Nos camarins, ficava todo mundo junto. “Eu era amigo do Cazuza, o encontrava muito nos bastidores do ‘Cassino’. Ele era como o Tim Maia: sóbrio era um doce de pessoa, já doidão...”, lembra Sylvinho, que certa vez teve um desentendimento com os Paralamas do Sucesso nos camarins, quando ouviu Herbert Vianna falando mal de sua ex-banda, o Absyntho. “Isso era coisa de jovem. Hoje a gente se encontra por aí, se abraça. Pô, os caras eram feios pra c... e eu era galã. ‘Ursinho Blau-Blau’ estava estourado. Daí rolavam essas babaquices. Mas isso era fruto de muita maconha e muito sucesso”, brinca.

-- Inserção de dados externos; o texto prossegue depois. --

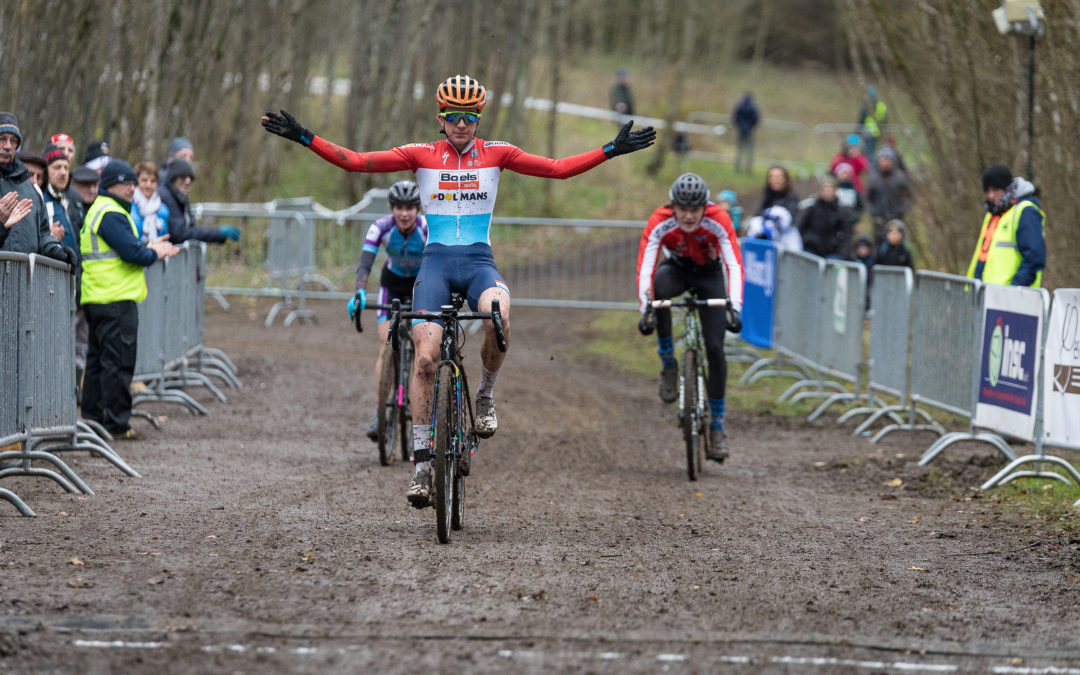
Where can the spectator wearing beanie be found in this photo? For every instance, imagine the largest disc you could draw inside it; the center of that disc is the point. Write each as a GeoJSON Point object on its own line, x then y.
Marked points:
{"type": "Point", "coordinates": [181, 225]}
{"type": "Point", "coordinates": [30, 234]}
{"type": "Point", "coordinates": [112, 284]}
{"type": "Point", "coordinates": [178, 148]}
{"type": "Point", "coordinates": [97, 156]}
{"type": "Point", "coordinates": [889, 193]}
{"type": "Point", "coordinates": [1012, 245]}
{"type": "Point", "coordinates": [56, 200]}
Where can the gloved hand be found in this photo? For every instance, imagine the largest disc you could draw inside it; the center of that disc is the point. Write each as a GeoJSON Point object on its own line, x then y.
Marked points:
{"type": "Point", "coordinates": [734, 320]}
{"type": "Point", "coordinates": [286, 126]}
{"type": "Point", "coordinates": [626, 140]}
{"type": "Point", "coordinates": [645, 326]}
{"type": "Point", "coordinates": [358, 301]}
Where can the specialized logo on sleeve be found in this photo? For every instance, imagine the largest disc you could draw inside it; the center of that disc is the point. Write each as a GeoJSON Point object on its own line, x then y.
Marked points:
{"type": "Point", "coordinates": [1008, 369]}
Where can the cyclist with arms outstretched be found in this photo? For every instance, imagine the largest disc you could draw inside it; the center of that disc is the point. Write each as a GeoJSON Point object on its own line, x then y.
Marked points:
{"type": "Point", "coordinates": [459, 178]}
{"type": "Point", "coordinates": [690, 244]}
{"type": "Point", "coordinates": [403, 232]}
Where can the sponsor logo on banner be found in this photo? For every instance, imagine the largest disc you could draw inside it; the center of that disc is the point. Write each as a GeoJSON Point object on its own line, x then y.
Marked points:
{"type": "Point", "coordinates": [1007, 377]}
{"type": "Point", "coordinates": [760, 269]}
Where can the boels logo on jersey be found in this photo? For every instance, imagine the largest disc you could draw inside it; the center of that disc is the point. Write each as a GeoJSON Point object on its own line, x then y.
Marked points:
{"type": "Point", "coordinates": [1007, 377]}
{"type": "Point", "coordinates": [458, 183]}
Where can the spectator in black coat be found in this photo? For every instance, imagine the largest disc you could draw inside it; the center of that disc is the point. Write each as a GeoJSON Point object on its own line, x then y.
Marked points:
{"type": "Point", "coordinates": [824, 224]}
{"type": "Point", "coordinates": [32, 233]}
{"type": "Point", "coordinates": [889, 193]}
{"type": "Point", "coordinates": [778, 191]}
{"type": "Point", "coordinates": [745, 117]}
{"type": "Point", "coordinates": [181, 225]}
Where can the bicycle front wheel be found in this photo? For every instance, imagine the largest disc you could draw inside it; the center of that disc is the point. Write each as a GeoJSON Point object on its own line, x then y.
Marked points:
{"type": "Point", "coordinates": [386, 424]}
{"type": "Point", "coordinates": [446, 434]}
{"type": "Point", "coordinates": [693, 415]}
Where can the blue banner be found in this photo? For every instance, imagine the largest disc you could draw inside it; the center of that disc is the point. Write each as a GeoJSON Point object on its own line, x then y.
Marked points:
{"type": "Point", "coordinates": [1007, 374]}
{"type": "Point", "coordinates": [759, 261]}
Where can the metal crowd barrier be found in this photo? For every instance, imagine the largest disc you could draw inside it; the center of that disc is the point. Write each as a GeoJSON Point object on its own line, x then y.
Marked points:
{"type": "Point", "coordinates": [890, 316]}
{"type": "Point", "coordinates": [38, 408]}
{"type": "Point", "coordinates": [841, 335]}
{"type": "Point", "coordinates": [945, 343]}
{"type": "Point", "coordinates": [289, 245]}
{"type": "Point", "coordinates": [170, 354]}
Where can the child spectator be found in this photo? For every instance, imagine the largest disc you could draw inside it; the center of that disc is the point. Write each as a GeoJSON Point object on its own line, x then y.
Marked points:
{"type": "Point", "coordinates": [893, 251]}
{"type": "Point", "coordinates": [729, 202]}
{"type": "Point", "coordinates": [149, 214]}
{"type": "Point", "coordinates": [775, 225]}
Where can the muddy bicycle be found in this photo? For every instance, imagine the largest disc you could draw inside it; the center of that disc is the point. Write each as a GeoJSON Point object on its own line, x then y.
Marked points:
{"type": "Point", "coordinates": [455, 439]}
{"type": "Point", "coordinates": [692, 395]}
{"type": "Point", "coordinates": [393, 424]}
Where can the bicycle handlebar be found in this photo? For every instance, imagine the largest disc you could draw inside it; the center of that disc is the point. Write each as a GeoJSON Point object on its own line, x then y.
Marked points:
{"type": "Point", "coordinates": [375, 306]}
{"type": "Point", "coordinates": [688, 302]}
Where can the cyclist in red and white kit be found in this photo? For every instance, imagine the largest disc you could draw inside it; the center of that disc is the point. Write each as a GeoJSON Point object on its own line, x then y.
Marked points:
{"type": "Point", "coordinates": [690, 244]}
{"type": "Point", "coordinates": [459, 179]}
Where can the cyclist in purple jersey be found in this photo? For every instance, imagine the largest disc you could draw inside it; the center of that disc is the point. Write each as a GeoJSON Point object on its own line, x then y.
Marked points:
{"type": "Point", "coordinates": [404, 233]}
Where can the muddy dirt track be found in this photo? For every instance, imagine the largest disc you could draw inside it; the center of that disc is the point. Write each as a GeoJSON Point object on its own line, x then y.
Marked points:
{"type": "Point", "coordinates": [267, 538]}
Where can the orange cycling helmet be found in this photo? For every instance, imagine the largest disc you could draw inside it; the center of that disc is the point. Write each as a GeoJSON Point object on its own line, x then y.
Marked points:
{"type": "Point", "coordinates": [461, 92]}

BIOGRAFIA DE CHACRINHA CHEGA ÀS LIVRARIAS 

Por Leandro Souto Maior

Até Roberto Carlos concedeu cinco horas de seu tempo para ajudar a compor a história. Procure saber: o cantor é muito grato a Chacrinha, que o coroou Rei da Juventude em 1966 e, por isso, até hoje ele é Rei. Mas, além disso, ‘Chacrinha — A Biografia’ (ed. Casa da Palavra, 367 págs., R$ 39,90) é autorizada por Leleco, filho de Abelardo Barbosa (1917-1988).

“Mas tudo que escrevi foi mantido”, garante Denilson Monteiro, que assina a publicação. “Muita gente acha que biografia é fofoca, mas o que fazemos é um documento histórico, fruto de um trabalho árduo”.
Denilson é autor também das biografias de Carlos Imperial e Ronaldo Bôscoli, outras figuraças da cultura brasileira. Para a realização de ‘Chacrinha’, foram mais de 60 entrevistas, trabalho que ele concluiu a partir de uma pesquisa inicial do escritor e roteirista Eduardo Nassife. “Peguei o material que ele tinha pesquisado e fui atrás de mais. Faltava a Era do Rádio, por exemplo, e estou fazendo um livro sobre esse assunto”.

O que mais o surpreendeu nas pesquisas foi descobrir o nervosismo que Chacrinha tinha ao entrar no palco. “Quem poderia imaginar que aquele mestre da apresentação tinha que tomar Imosec (remédio para dor de barriga) para não causar vexame no palco de tanta insegurança? E, assim que terminava o programa, ele corria para saber qual tinha sido o índice de audiência. Ele morria de medo do fracasso”, conta o autor.

Entre os causos engraçados do livro, está o dia em que Chacrinha mandou Russo agarrar o nervoso Tim Maia pela cintura — o cantor ficou uma fera e deixou o palco. “Esse Russo é um filho da p*! Ele tá pensando que sou veado? Porra, a minha mãe tá em casa me assistindo!”, esbravejou Tim. “O Chacrinha transformou a televisão em uma coisa dinâmica, rápida. Ele andava de um lado para o outro e não obedecia o câmera. Era o câmera que tinha que obedecê-lo. O Faustão pegou um pouco disso”, decreta Denilson, concordando que Chacrinha voltou à moda.

“Não sei se é uma coincidência, ou se estão mesmo fazendo um ‘blitzkrieg’!”, brinca Denilson, citando o termo alemão para ‘guerra-relâmpago’, uma estratégia militar que consistia em ataques rápidos e de surpresa. “É aquilo, né? Assista à peça e depois pegue mais informações lendo o livro”.